Friday, August 28, 2009

Digital Preservation Matters - 27 August 2009

Encoded Archival Context – Corporate bodies, Persons, and Families. Society of American Archivists, Berlin State Library. August 21, 2009.

Archivists have expressed the need for a standard structure to record and exchange information about the creators of archival materials. Draft information and a schema (EAC-CPF) are available at this site and feedback is welcome.



10 Ways to Archive Your Tweets. Sarah Perez. ReadWriteWeb. August 11, 2009.

Tweets have an expiration date on them and become unsearchable after a week and a half, though that may be reduced as more content is added. Several options for saving these are explored.



Startup crafts DVD-Rs for the 31st century. Rik Myslewski. The Register. 23 July 2009.
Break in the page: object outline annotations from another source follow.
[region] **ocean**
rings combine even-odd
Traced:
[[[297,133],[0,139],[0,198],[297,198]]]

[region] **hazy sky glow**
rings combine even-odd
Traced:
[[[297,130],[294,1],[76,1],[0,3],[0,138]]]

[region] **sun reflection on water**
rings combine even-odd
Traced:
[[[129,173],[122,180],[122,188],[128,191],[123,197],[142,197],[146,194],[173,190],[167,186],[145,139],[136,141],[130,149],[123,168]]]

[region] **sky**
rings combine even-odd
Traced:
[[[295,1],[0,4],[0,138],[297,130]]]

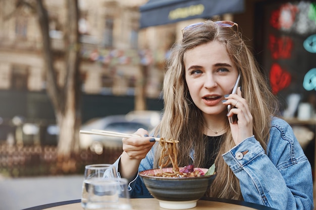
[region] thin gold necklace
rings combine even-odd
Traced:
[[[218,131],[215,131],[214,130],[213,130],[212,128],[209,128],[208,127],[206,126],[206,127],[209,129],[209,130],[210,130],[211,131],[213,131],[213,132],[215,134],[218,134],[218,133],[219,133],[220,132],[223,131],[224,129],[225,129],[226,128],[224,127],[224,128],[222,129],[221,130],[218,130]]]

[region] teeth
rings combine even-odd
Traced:
[[[205,98],[206,98],[213,99],[213,98],[217,98],[217,96],[207,96],[207,97],[206,97]]]

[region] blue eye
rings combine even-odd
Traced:
[[[218,70],[218,72],[228,72],[228,69],[227,68],[219,68]]]

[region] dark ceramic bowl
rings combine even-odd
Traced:
[[[208,170],[199,169],[204,173]],[[170,172],[172,171],[172,168],[166,168],[162,170]],[[184,178],[160,177],[152,175],[160,172],[160,169],[147,170],[140,172],[139,175],[149,192],[159,201],[161,207],[175,209],[195,207],[197,200],[203,196],[216,176],[216,174],[199,177]]]

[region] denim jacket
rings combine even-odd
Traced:
[[[244,200],[280,210],[313,209],[310,164],[291,126],[274,117],[270,134],[267,152],[252,136],[222,155],[239,180]],[[154,148],[138,171],[152,168]],[[114,163],[117,169],[119,160]],[[129,187],[131,197],[151,196],[138,174]]]

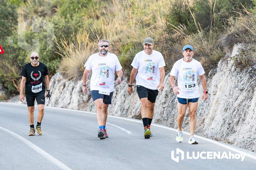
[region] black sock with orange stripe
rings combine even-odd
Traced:
[[[148,118],[148,127],[149,129],[150,128],[150,125],[151,124],[151,122],[152,121],[152,119],[153,119]]]
[[[145,131],[146,129],[148,128],[148,117],[142,118],[142,121],[143,122],[144,130]]]

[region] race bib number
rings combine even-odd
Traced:
[[[37,85],[36,86],[32,86],[32,92],[33,93],[38,93],[42,91],[42,83],[41,84]]]
[[[109,96],[110,93],[109,92],[106,92],[103,91],[99,90],[99,94],[105,94],[106,95]]]
[[[183,91],[192,91],[196,90],[196,83],[190,84],[189,83],[184,83],[183,86]]]

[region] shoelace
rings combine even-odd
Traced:
[[[178,132],[178,136],[179,138],[180,138],[182,136],[182,132],[181,131],[179,131]]]

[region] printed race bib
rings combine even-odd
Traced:
[[[196,81],[195,73],[191,68],[183,69],[184,76],[183,76],[183,84],[182,90],[183,91],[192,91],[196,90]]]
[[[109,96],[110,93],[109,92],[106,92],[105,91],[103,91],[99,90],[99,94],[105,94]]]
[[[32,86],[32,89],[31,90],[32,92],[33,93],[38,93],[40,91],[41,91],[42,90],[42,83],[41,83],[41,84],[37,85],[36,86]]]

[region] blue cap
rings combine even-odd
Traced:
[[[182,50],[182,51],[184,51],[184,50],[187,48],[190,48],[192,51],[194,51],[194,49],[193,49],[193,47],[192,47],[192,46],[190,45],[186,45],[183,47],[183,49]]]

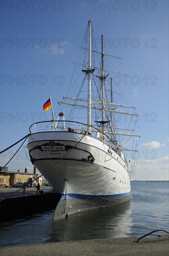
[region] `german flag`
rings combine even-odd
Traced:
[[[49,100],[47,101],[44,105],[43,109],[44,110],[48,110],[48,109],[50,109],[51,108],[50,100],[50,99],[49,99]]]

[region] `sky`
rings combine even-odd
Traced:
[[[50,111],[42,110],[49,96],[58,111],[90,19],[98,41],[103,34],[107,53],[122,58],[117,68],[129,76],[114,77],[115,86],[139,114],[139,155],[131,180],[168,180],[168,1],[0,4],[0,151],[28,134],[32,123],[51,119]],[[1,154],[0,166],[20,145]],[[25,146],[7,165],[9,171],[24,171],[26,166],[32,172]]]

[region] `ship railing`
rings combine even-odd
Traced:
[[[67,127],[65,127],[65,123]],[[90,133],[88,133],[90,128]],[[44,132],[73,132],[91,135],[94,138],[110,145],[110,147],[115,146],[113,141],[101,130],[93,125],[75,121],[63,120],[51,120],[43,121],[32,124],[29,128],[31,134]]]

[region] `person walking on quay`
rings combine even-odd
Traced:
[[[26,190],[26,183],[25,182],[24,184],[23,184],[22,188],[23,188],[23,193],[25,193]]]
[[[36,188],[37,189],[36,194],[37,194],[38,190],[39,190],[39,192],[40,194],[40,184],[39,183],[38,184],[37,186],[36,186]]]

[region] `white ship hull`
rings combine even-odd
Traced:
[[[55,219],[130,199],[124,158],[92,136],[37,133],[29,136],[27,147],[33,165],[62,195]]]

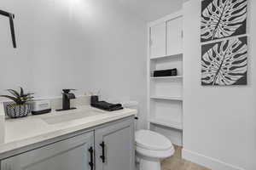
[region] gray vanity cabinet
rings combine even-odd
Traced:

The Millenniata company has developed a new DVD-R technology that it claims will be readable for 1,000 years. The Millennial Disc Series is designed to eliminate the need for governments, financial institutions, libraries, and others to regularly refresh and rotate their digital-data collections. The data is etched into a "carbon layer with the hardness of a diamond". It requires a specialized writer and discs [but readable on any DVD player]. The discs are stable from minus 100° to plus 200° centigrade, and are dunked in liquid nitrogen as part of the testing. These discs are one element of a data preservation strategy.



“Why you never should leave it to the University”. JISC-PoWR website. Blog Post by Brian Kelly on August 19th, 2009.

Discussion of an article about a person who lost his academic website after the School of Business had redesigned their web site. With the changes, the person lost about “ten years worth of virtually daily updates were gone That included most of the manuscripts for my published work. The same thing happened to lecture notes, powerpoint slides, course documentations, useful links, etc. It had all disappeared from the Web!”. The issues need to be discussed, and in the current climate that must include the costs: “disk storage may be cheap but management of content is not”. The JISC archive has a number of other interesting posts about preservation of blogs, websites, wikis; and preservation policies.



Digital Preservation in the Wild. Tim Donohue. Slide show. July 21, 2009.

Thirty slides about digital preservation. Some notes from it:

  • It is not about the technology.
  • You don’t have to preserve everything to the fullest extent if you say you aren’t.
  • Say what you do, do what you say.
  • We acknowledge our gaps



Labeling Library Archives Is a Game at Dartmouth College. Marc Beja. The Chronicle of Higher Education. August 25, 2009.

A digital-humanities professor is creating an Internet-based game where users create descriptive tags for library images to improve searching. Adding keywords can be costly. This could be a way for the library to generate metadata. Users points could gain points as they compete to label images that match the keywords of other players. It is being funded by NEH and should be available next summer. [Some image sites already have similar functionality.]



‘Digital-Only’ Confusion in Scholarly Publishing: American Chemical Society. Barbara Quint. Information Today. July 23, 2009.

What happens if (or when) scholarly publishing reaches the tipping point of going "digital-only"? Publishers have been creating digital versions for some time, but some are now moving to only digital versions. The American Chemical Society journals are all available electronically but none are going only digital. “Studies have shown that more and more users now prefer the digital mode.” They will be publishing two titles next year that not in print form. They will continue to monitor the situation, but for “today, and throughout 2010, online access and print subscriptions both remain options.”